William Herschel, the German-born, star-gazing musician who effectively doubled the size of the solar system with a single discovery in 1781, was not regarded as a scientist. That word had not been coined during most of the era that will now be known, thanks to Richard Holmes’s amazingly ambitious, buoyant new fusion of history, art, science, philosophy and biography, as “The Age of Wonder.” And Mr. Holmes’s excitement at fusing long-familiar events and personages into something startlingly new is not unlike the exuberance of the age that animates his groundbreaking book.
In Herschel’s day (and that of his sister, Caroline, who functioned as his doting assistant to the point of feeding him like a baby bird), science was deductively methodical. And astronomy was no amateur’s game. But Herschel charted the skies as if making musical notations. And when he lacked instruments with enough precision, he painstakingly invented a telescope with startling new powers of magnification.

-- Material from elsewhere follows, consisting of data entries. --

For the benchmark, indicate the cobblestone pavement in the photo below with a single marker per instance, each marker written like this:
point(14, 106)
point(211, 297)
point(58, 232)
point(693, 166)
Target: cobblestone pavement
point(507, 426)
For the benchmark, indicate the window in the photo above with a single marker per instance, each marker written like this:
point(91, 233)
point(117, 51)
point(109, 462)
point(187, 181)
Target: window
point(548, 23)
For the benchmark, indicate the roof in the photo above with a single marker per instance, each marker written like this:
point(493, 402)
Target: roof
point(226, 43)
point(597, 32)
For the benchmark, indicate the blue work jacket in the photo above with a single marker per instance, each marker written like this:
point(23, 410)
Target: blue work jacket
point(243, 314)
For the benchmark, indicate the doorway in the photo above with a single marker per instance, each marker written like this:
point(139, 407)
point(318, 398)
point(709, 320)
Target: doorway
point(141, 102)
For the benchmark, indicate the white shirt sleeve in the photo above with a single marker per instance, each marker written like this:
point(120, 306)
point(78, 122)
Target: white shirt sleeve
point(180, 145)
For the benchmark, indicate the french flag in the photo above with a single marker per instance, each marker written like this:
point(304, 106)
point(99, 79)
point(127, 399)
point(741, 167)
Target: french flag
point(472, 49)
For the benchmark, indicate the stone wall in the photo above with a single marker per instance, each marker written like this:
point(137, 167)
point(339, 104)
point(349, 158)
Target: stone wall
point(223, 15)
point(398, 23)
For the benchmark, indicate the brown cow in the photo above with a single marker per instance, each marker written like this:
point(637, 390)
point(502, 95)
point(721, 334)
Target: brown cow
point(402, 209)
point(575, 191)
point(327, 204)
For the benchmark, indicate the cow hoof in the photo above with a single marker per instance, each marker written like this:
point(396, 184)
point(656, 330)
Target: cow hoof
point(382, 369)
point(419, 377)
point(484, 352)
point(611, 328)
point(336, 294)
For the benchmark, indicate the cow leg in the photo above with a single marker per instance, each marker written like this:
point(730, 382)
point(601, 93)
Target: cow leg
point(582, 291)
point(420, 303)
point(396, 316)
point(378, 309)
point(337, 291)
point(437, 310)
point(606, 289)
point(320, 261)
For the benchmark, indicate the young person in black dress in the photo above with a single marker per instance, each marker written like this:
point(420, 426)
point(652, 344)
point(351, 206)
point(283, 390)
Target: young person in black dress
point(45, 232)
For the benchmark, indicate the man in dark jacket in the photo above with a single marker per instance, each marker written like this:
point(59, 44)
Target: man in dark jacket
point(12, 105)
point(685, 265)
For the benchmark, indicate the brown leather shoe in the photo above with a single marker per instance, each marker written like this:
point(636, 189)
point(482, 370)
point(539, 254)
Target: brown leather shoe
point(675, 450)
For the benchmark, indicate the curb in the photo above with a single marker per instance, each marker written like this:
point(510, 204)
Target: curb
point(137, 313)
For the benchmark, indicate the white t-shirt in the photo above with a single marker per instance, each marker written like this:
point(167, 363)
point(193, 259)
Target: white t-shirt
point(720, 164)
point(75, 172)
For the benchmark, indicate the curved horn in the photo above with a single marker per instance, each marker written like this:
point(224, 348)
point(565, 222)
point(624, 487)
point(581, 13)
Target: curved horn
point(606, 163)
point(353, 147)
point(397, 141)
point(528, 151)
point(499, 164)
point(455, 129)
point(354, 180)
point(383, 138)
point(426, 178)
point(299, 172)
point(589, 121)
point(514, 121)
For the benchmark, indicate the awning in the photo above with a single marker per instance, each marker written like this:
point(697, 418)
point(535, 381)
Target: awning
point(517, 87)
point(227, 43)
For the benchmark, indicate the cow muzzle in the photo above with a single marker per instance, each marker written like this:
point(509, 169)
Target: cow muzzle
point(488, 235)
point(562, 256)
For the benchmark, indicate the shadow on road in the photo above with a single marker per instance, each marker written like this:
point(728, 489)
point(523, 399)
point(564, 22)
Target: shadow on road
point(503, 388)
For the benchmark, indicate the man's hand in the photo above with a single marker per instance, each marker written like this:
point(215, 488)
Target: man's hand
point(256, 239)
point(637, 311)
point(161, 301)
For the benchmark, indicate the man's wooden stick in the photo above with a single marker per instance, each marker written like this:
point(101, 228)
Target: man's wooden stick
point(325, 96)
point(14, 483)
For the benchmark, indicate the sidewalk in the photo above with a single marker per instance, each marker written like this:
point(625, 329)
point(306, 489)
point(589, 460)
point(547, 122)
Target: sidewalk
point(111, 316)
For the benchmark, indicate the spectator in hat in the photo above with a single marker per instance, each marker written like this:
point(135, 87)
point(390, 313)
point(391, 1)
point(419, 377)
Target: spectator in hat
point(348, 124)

Looking through it, he noted a starlike object, twice as far from the Sun as Saturn, that appeared to be moving yet did not have a comet’s tail. He identified this as the planet Georgium Sidus, first named for George III of Britain but later known as Uranus. (Mr. Holmes is much too spirited a writer to resist making a bon mot about the English pronunciation of that name.)
Beyond enlivening the story of Herschel’s discovery into a gripping narrative, this book speculates fascinatingly about the ramifications of such a breakthrough. Thanks to Herschel the idea of a fixed universe was challenged, replaced by a cosmos in flux. Was that cause for wonder or terror? What were its theological implications? How would it influence a future generation of poets? (The thrill of this breakthrough would later figure in one of Keats’s most famous sonnets, “On First Looking Into Chapman’s Homer.”) Where would it figure in the relay race of scientific discoveries?